Anadarko Petroleum Corp.’s board on Monday backed a US$38-billion bid from Occidental Petroleum Corp., adding pressure on rival Chevron Corp. to raise its offer or walk away from the takeover contest.
The decision capped a series of moves by Occidental to finance and reduce hurdles before its US$38-billion deal after Anadarko balked at several earlier offers. Occidental received the board’s endorsement after raising US$18.8-billion in cash pledges that allowed it to avoid a vote by its shareholders on the deal.
Chevron has four days to decide whether it wants to alter an existing merger agreement that Anadarko already accepted or make a new bid. A spokesman confirmed it had receive the notice of termination from Anadarko and declined to comment on its next steps.
Anadarko said its board had unanimously determined that the revised Occidental proposal constituted a “superior proposal” and that it intended to terminate the Chevron merger agreement, a decision that would see it pay Chevron a US$1-billion termination fee.
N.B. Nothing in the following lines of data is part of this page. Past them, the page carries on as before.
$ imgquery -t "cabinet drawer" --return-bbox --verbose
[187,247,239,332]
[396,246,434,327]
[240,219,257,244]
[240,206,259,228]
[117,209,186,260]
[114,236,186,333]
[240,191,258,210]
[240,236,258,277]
The decision was a victory for Occidental chief executive Vicki Hollub, who pressed Anadarko’s board to reject the Chevron agreement and pulled in support from billionaire Warren Buffett for the deal. She persuaded Mr. Buffett to invest US$10-billion in the deal after flying to Omaha, Neb., to make the case.
Days later, Ms. Hollub won a deal with French oil giant Total SA to take most of Anadarko’s international assets, including a liquefied natural gas project in Mozambique estimated to cost up to US$25-billion to complete. Total agreed to pay US$8.8-billion for the assets once the merger goes ahead.
MS. Hollub wants her target’s prime position in the top U.S. shale field. Anadarko holds nearly a quarter-million acres of land in the Permian Basin, the biggest prize for Chevron and Occidental. The Permian has become the epicentre of the shale oil-and-gas boom, helping drive U.S. oil output to a record 12 million barrels a day, more than Russia and Saudi Arabia.
Anadarko first disclosed a merger deal with Chevron on April 12 after snubbing a higher bid from Occidental. That prompted Occidental’s Ms. Hollub to go public with her offer, to pressure Anadarko to reconsider its position.
The change of heart came after Occidental increased the proportion of cash in its US$76 a share offer to 78-per-cent cash and 22-per-cent stock, removing a stock-exchange requirement for the approval of Occidental’s shareholders.
Some investors in Occidental oppose the decision to bypass a shareholder vote of approval. T. Rowe Price Group Inc. said on Monday it intended to vote against the Occidental board of directors at the annual meeting on Friday in protest.
Occidental said in a statement that it looked forward to completing the discussions and “executing our merger agreement with Anadarko to complete this exciting transaction.”